Brenda’s sense of injury grew.

“I didn’t mean anything. Why does everyone have to take everything I say the wrong way?”

She stomped out of the room, seething. Life was definitely not fair. From now on, she wouldn’t say anything at all. See how they liked that.

“You get out of bed the wrong side, Brenda? You haven’t said a single word all morning.”

Brenda cast him a look of resigned and saintly obedience.

“Merely obeying instructions, Stanley. That’s all.”

“Oh, come on!” Stan said, when he’d figured it out. “I never said don’t talk. I said don’t talk without thinking.”

“If I don’t say anything, nobody can take it the wrong way and start giving me grief,” Brenda said, with the air of one proving a point. She looked at the stuff being loaded onto a lorry. “This for A S Robinson? Thank goodness for that. They’ve been on the phone asking for this lot every day for the past week.”

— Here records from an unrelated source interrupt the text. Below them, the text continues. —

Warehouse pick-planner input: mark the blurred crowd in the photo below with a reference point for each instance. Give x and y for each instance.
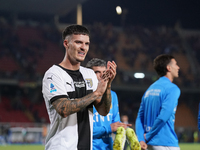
(28, 49)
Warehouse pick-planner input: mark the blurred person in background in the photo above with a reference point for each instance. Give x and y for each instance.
(156, 116)
(104, 126)
(199, 118)
(70, 91)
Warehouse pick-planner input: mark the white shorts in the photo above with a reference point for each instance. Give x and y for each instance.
(162, 148)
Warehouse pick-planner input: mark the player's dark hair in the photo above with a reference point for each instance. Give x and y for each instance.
(75, 29)
(96, 62)
(160, 64)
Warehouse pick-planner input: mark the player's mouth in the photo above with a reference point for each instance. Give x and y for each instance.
(81, 53)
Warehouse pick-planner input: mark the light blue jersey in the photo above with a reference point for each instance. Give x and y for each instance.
(156, 114)
(102, 139)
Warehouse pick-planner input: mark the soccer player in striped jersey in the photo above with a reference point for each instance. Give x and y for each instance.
(70, 91)
(156, 116)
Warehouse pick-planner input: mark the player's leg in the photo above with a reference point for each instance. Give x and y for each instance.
(163, 148)
(132, 139)
(120, 139)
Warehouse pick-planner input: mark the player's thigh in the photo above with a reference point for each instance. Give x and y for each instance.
(162, 148)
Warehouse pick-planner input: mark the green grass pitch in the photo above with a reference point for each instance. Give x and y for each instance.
(183, 146)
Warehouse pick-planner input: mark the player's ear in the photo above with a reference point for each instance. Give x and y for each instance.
(65, 43)
(168, 68)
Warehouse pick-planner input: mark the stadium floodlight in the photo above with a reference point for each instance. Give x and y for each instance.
(139, 75)
(119, 10)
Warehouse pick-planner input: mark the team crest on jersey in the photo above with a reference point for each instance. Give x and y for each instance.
(52, 88)
(89, 82)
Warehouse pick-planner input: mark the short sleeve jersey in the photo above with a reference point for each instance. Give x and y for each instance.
(75, 131)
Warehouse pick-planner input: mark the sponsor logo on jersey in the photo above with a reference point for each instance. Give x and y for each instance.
(69, 84)
(89, 82)
(52, 88)
(50, 77)
(152, 92)
(79, 84)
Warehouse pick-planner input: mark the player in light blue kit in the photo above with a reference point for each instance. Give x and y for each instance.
(104, 126)
(156, 116)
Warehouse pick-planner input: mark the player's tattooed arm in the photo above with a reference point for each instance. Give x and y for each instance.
(66, 107)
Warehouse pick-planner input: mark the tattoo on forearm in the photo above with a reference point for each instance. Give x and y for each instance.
(106, 99)
(65, 106)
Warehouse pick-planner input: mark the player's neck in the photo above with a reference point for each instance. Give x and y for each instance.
(170, 77)
(70, 65)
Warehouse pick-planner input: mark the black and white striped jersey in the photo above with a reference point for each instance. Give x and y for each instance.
(75, 131)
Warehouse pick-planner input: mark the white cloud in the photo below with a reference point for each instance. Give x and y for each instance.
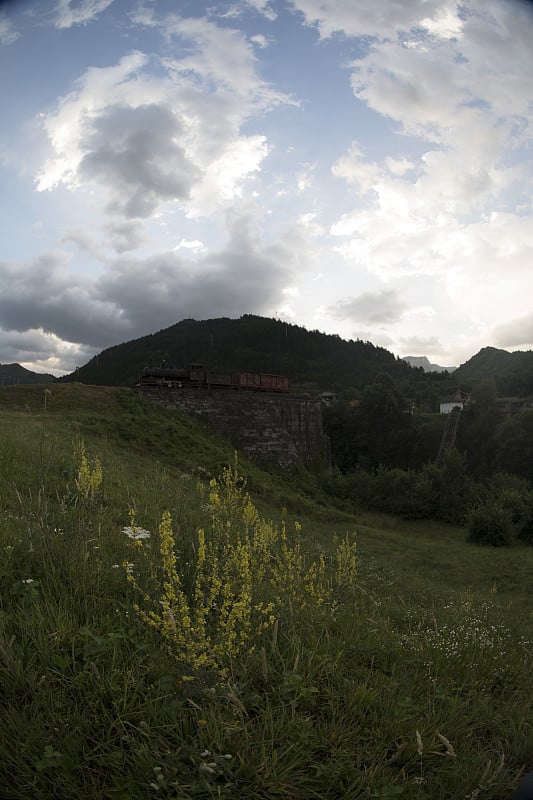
(381, 18)
(8, 33)
(195, 246)
(68, 13)
(145, 140)
(264, 7)
(381, 308)
(259, 40)
(515, 333)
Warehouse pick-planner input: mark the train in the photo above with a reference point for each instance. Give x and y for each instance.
(197, 376)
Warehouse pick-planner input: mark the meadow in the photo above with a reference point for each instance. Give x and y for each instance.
(177, 624)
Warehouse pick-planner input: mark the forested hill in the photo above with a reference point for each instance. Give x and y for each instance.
(310, 359)
(13, 374)
(512, 372)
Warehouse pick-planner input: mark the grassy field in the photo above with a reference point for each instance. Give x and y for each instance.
(414, 681)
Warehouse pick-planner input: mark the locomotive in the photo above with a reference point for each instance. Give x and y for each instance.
(196, 376)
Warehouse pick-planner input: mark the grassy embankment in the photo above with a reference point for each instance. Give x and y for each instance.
(415, 682)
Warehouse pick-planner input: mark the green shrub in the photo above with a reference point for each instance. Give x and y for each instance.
(490, 524)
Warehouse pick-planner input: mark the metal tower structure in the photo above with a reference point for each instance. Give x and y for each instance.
(449, 434)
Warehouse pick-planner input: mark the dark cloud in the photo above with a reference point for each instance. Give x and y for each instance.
(381, 308)
(244, 277)
(136, 296)
(135, 154)
(45, 294)
(517, 332)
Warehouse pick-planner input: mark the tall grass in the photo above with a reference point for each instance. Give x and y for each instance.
(411, 681)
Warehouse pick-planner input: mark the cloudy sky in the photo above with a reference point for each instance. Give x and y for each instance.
(358, 167)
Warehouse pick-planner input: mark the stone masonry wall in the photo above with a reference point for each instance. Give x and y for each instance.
(268, 428)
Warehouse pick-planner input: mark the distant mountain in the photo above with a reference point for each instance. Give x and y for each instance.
(311, 360)
(425, 363)
(13, 374)
(511, 372)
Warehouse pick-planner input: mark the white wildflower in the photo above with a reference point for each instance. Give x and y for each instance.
(136, 534)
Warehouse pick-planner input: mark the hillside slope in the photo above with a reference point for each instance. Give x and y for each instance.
(14, 374)
(309, 358)
(512, 372)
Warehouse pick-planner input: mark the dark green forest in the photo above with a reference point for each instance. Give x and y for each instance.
(385, 427)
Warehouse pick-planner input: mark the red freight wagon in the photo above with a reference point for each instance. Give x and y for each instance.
(260, 381)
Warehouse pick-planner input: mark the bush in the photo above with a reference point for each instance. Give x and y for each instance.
(490, 524)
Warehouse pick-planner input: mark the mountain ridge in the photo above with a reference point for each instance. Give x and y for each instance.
(13, 374)
(426, 364)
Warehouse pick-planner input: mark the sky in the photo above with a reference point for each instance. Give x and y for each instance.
(362, 168)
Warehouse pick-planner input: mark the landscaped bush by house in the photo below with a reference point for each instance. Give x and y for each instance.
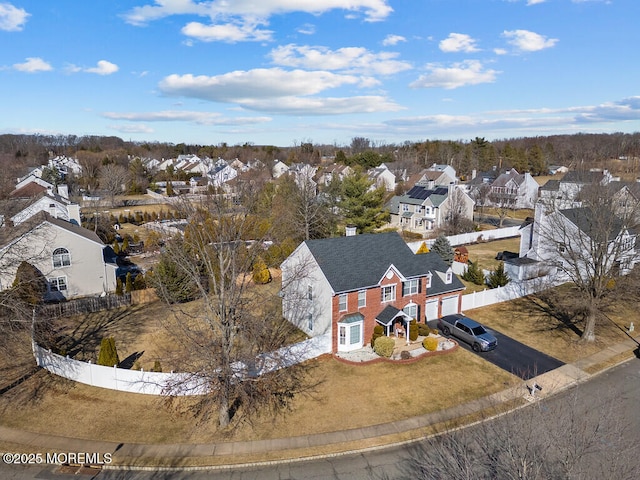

She walked back into the warehouse, but nearly tripped over a large box with A S R scrawled across it.

“Here, haven’t you forgotten…?” she began, then stopped. Ten-to-one I’ll get moaned at if I say anything, she thought virtuously. Better keep quiet, like everyone seems to want.

Stan came through the large open doors, dusting his hands. Outside in the loading bay, the lorry rumbled into life.

“Glad to get rid of that. Couldn’t move in here –”

As he went to shut the door, his gaze fell on the box sitting in lonely state on the floor and spun round, but it was too late. The lorry was already through the gate and turning into the traffic.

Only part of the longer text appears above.